Ammon News - AMMONNEWS - Jordanian Water and Irrigation Minister Hazem al-Naser has reportedly sent a letter to Israel asking for an official answer as to whether the Jewish state is still committed to a joint agreement for the construction of a pipeline transferring water from the Red Sea to the Dead Sea.
Earlier in November, Israel notified Jordan that the water project would not move forward until Ambassador Einat Schlein and her staff were permitted to return to their posts in Amman.
Two weeks ago Jordan said it would not allow the embassy to reopen until an embassy guard who shot dead two Jordanian nationals in July was brought to trial. In the wake of that incident, the embassy’s staff returned to Israel.
According to a report Monday in the leading Jordanian daily al-Ghad based on anonymous government sources, Israel will have to answer whether it remains committed to the project by the end of the December.
A spokesperson for Regional Cooperation Minister Tzachi Hanegbi would not comment on the report.
The report said there are currently secret talks underway between Israel and Jordanian about implementing the first phase of the plan.
Jordan refused to allow Schlein to return as Jerusalem’s envoy after she was photographed along with the embassy guard, named as Ziv Moyal, during a meeting with Prime Minister Benjamin Netanyahu two days after after the deadly July 23 shootings.
The incident has put a damper on the so-called Red-Dead project. Several weeks ago Israel and Jordan were to have finalized the details before calling for tenders from international companies to do the work.
Without an Israeli embassy, the Jordanians reportedly wanted to continue the discussions by phone but Israel has insisted on face-to-face meetings, which won’t happen until the embassy is reopened, Israel’s Channel 10 reported earlier in November.
“The position of the Foreign Ministry and the Prime Minister’s Office is that we cannot have a situation where on the one hand the Jordanians do not allow us to reopen the embassy and on the other hand we continue to advance projects that are important to them as if nothing had happened,” an anonymous Israeli official told Channel 10.

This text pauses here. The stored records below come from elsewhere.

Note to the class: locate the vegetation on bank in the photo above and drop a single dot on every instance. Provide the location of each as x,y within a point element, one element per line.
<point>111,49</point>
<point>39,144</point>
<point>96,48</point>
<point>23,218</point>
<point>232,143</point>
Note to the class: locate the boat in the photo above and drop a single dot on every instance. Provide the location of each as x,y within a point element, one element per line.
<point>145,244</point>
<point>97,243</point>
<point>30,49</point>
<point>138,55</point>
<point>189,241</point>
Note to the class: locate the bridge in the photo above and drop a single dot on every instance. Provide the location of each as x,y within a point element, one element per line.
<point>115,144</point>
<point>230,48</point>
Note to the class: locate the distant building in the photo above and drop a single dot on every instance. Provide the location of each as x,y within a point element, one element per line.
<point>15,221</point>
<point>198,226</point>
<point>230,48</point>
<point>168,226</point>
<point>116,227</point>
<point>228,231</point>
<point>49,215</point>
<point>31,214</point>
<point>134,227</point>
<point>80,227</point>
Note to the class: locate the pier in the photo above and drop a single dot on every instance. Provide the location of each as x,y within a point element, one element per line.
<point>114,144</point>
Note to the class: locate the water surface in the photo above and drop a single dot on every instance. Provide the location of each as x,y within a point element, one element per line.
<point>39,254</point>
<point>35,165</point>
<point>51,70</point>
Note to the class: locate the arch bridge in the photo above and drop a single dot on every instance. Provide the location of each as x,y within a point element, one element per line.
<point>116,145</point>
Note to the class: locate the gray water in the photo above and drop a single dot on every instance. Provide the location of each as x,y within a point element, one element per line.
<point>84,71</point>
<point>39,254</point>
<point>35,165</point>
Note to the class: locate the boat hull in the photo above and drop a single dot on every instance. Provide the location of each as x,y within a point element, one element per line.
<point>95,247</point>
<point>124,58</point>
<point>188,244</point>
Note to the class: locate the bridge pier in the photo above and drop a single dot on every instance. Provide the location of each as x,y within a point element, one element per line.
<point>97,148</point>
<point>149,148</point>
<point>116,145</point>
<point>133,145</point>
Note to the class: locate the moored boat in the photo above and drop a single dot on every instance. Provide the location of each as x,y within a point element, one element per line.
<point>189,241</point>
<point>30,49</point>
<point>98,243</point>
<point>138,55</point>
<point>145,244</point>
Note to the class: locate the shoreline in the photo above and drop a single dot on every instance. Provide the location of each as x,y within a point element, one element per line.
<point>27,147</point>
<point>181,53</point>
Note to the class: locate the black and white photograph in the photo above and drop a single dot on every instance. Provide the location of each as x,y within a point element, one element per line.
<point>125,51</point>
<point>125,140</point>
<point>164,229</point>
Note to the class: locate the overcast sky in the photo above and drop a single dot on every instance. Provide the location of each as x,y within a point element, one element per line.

Jordan has reportedly threatened to continue with the project on its own. Several articles in Jordanian media have cited officials saying that they do not need Israel for the pipeline, and even raising the possibility of bringing in Saudi Arabia as a partner instead.

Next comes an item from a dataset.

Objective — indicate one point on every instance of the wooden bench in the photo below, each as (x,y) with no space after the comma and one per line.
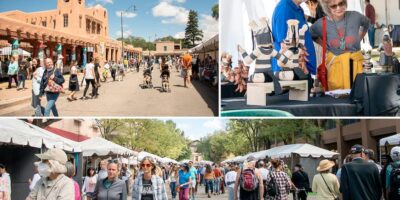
(257,92)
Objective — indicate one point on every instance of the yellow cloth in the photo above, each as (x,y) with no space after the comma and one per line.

The $10 billion project, which some see as an early stage in a regional peace deal, would see the construction of a 220-kilometer (137-mile) pipeline transferring water from the Red Sea to the Dead Sea — the lowest body of water on earth — to benefit Israelis, Jordanians and Palestinians, and replenish the dwindling Dead Sea.
According to the plan, a water desalination plant in the Jordanian city of Aqaba, next to Eilat, will pump its brine (very salty water left over from the desalination process) north to the Dead Sea. This will solve another problem: As desalination provides much-needed water to both southern Israel and Jordan for agriculture and consumption, the brine needs to go somewhere other than the Red Sea, which is home to sensitive corals.
Besides providing a yearly total of 100 million cubic meters of drinking water to Palestinians, Jordanians and Israelis, the Red-Dead project will produce “green energy” and replenish the Dead Sea, which is currently shrinking at a drastic pace.
Hadashot news (formerly Channel 2) reported earlier this month that the Shin Bet had completed its investigation into the embassy incident and concluded that the security guard was justified in shooting Mohammed Jawawdeh, who stabbed him with a screwdriver after learning that he was Israeli. Moyal’s landlord was also shot and killed by Moyal by accident during the incident. According to the report, there was no doubt Moyal acted in self-defense and there were no grounds for prosecuting him.